Avant la sortie dudit album, House of Harm avait déjà publié quelques « singles » , ainsi que plusieurs bandes démo.Sur ce projet vraiment abouti groupe semble capable d’exprimer sa vision en un seul morceau avec des chansons fraîches et cohérentes mais il montre aussi qu’il n’a pas peur de mettre en avant ses sources d’inspiration  Comme mentionné, il y a des chansons plus sombres qui montreront l’influence de Pornography, par exemple « Against the Night », « Waste of Time » ainsi que le morceau-titre. Les synthés sombres et le timbre de voix servent de réimpression, mais ne tombent jamais dans l’ imitation. C’est là que House of Harm brille ; une originalité distincte qui mérite vraiment d’être notée

Le morceau d’ouverture « Isolator » commence avec un synthé lourd influencé par l’EBM, mais se transforme en quelque chose de plus léger, et le titre suivant, « Coming of Age » illumine vraiment l’atmosphère grâce à un synthé léger et scintillant. « Behind You » utilisera un son de guitare qui rappellera quelque chose dont les groupes britanniques et australiens The Chameleons et Death Bells étaient friands : une jolie composition aux tonalités sombres et n’ayant  pas peur de s’appuyer sur des sons préexistants tout en y apportant une approche originale.

Bien que le groupe intègre des éléments darkwave, la chanson « Catch » sera ainsi beaucoup plus lumineuse, y compris sur les morceaux les plus sombres. La batterie entraînante et le synthétiseur complètent le ton vocal de la chanson et en font un morceau vraiment romantique. « Always » s’appuie sur le son de « Catch » et fait à nouveau appel à une musicalité anjouée pour parfaire ce climat. Le dernier morceau, « Control »,  apportera une belle tonalité centrale. Il est sombre, agréable et fera honneur à l’influence influence post-punk du milieu des années 80  telle qu’elle était véhiculéepâr certains des groupes précités et il sera, à cet égard, une excellente façon de conclure un disque presque  parfait. 

Vicious Pastimes contient tous les éléments que les fans de synthé, d’électronique, de post punk et de goth se doivent d’apprécier. Il est sombre, parfois clair, et se suffit à lui-même en termes d’originalité et il pourrait être une belle introduction à tout nouveau venu dans le genre et il est déjà, de ce fait, un élément essentiel de la scène « néo-gothique ».

***1/2

Slight Of: « Other People »

L’empathie, souvent confondue avec la sympathie, exige un peu plus d’expansion, de manière à se rendre vers et à et incarner les autres. Dans la foulée de l’album Life Like de Slight Of sorti en 2017, l’auteur-compositeur Jim Hill a donné une nouvelle profondeur à sa musique en regardant vers l’extérieur, en apprenant à mieux se connaître et en créant son œuvre la plus ambitieuse à ce jour. Son deuxième opus, intitulé à juste titre Other People, est une exploration de cesdifférentes perspectives, une anthologie d’amis et d’étrangers qui l’ont aidé à donner un sens à un monde en constante évolution.

Originaire de Rochester, New York, Hill a cherché à explorer les sons de son passé avec des claviers et des orgues d’époque et des léchages de guitare chatoyants. « J’ai écouté beaucoup de rock classique tout au long du processus de réalisation de ce disque », se souvient Hill, « des trucs qui passaient à la radio quand je formais mes premiers souvenirs ». À ce titre, les chansons sur Other People peignent des paysages sonores de villes postindustrielles, de bars et de la classe ouvrière. Des titres comme « Sage », « Americana » et « Sweet Caroline » utilisent des harmonies hypnotiques qui évoquent le confort et la familiarité tout en explorant l’espace difficile entre le patriotisme et les sombres réalités de la banlieue.

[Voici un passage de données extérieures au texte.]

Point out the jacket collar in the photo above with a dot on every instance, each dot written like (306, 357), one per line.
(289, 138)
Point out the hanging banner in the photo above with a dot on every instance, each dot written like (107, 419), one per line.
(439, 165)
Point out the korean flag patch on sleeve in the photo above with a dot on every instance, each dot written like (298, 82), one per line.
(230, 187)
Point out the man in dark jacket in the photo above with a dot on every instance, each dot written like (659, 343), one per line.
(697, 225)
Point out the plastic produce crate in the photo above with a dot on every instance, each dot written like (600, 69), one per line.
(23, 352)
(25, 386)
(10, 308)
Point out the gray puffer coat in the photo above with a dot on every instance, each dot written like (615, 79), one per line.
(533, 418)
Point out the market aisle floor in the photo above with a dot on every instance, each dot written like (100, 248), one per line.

Other People démarre avec un morceau énergique au synthétiseur, « The Sims », une ode à la banlieue qui rappelle la pop des années 80 et The Cars : «  Quand on s’enfermait / Toute la nuit en jouant aux Sims / Le temps qu’on a perdu dans un monde / Qui n’existe même pas » (When we would shut ourselves in / All night just playing the Sims / The time we’ve wasted on a world / That doesn’t even exist). Ensuite, la chanson titre montre le talent du groupe pour faire du vieux son un nouveau son et incarne la gracieuse fusion des éléments pop et rock classique qui définissent l’album.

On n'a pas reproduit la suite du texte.